La Cour constitutionnelle de Pec, le Département des affaires pénales, a annoncé qu'elle avait approuvé la demande du Procureur constitutionnel de Pec concernant la nomination de la mesure de détention contre les accusés I.M., E.Z., M.I. et J.A. et la nomination de mesures d'assignation à résidence contre l'accusé M.J., en raison des [...]
Le 1210, 2021 et se prolongeant jusqu'à la date de 16, 10, 2021, agissant en tant que groupe organisé, participent à la traite des êtres humains et à l'un des blessés, qui, sous la menace et l'emploi de la force, la mettent en service à des fins de gain matériel par le biais de services sexuels rémunérés avec d'autres personnes.
Ces actes des défendeurs devaient commettre des actes criminels Traite des personnes Article 165, paragraphe 3, relatif au paragraphe 1 et article 77 du KPRK.

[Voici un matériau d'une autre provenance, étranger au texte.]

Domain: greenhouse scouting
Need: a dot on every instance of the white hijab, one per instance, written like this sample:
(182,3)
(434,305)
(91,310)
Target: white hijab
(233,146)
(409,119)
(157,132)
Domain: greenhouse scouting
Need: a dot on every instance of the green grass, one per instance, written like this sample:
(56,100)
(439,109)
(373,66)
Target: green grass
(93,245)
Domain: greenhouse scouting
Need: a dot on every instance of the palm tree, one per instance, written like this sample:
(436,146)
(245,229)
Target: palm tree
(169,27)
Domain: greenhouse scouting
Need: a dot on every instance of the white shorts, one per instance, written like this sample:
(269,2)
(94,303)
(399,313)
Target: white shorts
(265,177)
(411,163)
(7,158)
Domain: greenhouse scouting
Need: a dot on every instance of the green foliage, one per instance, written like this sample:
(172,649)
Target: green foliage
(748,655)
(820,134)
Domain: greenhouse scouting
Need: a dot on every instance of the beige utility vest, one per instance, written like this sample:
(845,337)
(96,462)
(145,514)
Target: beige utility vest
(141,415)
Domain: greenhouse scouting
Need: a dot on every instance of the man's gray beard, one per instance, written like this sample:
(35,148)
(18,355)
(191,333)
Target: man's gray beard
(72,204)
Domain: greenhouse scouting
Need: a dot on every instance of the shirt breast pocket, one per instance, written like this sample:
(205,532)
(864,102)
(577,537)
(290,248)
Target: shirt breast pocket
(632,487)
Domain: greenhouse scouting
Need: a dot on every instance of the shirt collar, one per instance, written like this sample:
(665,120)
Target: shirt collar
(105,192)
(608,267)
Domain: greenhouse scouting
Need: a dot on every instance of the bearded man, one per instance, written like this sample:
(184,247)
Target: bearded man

Les défendeurs I.M., E.Z., M.I. et J.A. se sont vu imposer des mesures de détention d'une durée de (1) mois, tandis que le défendeur M.J. a reçu des mesures d'assignation à résidence d'une durée de (1) mois, puisque le tribunal a estimé qu'ils avaient commis le même travail criminel pour lequel ils étaient soupçonnés. Compte tenu de la gravité de l'acte criminel pour lequel des sanctions très lourdes sont imposées, le tribunal a estimé qu'il y avait des doutes quant au fait qu'avec la condamnation des accusés en liberté, il pourrait délibérément éviter tout contact avec les organes compétents de l'État, alors que, compte tenu de la manière et des circonstances de l'exécution de ce travail, les accusés risquent de répéter le même travail ou de commettre de nouveaux actes criminels au détriment du préjudice ou d'autres personnes. En outre, les témoins n'ont pas encore été entendus en l'espèce, les examens médicaux n'ont pas été effectués et d'autres éléments de preuve importants pour l'enquête, de sorte qu'avec l'éventuelle conclusion des accusés en liberté, il y a le risque de voir les mêmes témoins affectés et d'empêcher le cours sans obstacles à la procédure.
Le tribunal officiel a salué d'autres mesures de substitution pour la sécurité de la présence du défendeur dans la procédure, mais a estimé qu'aucune autre mesure ne serait adéquate au stade de la procédure.
Contre cette décision, la partie insatisfaite a le droit de porter plainte devant la cour d'appel.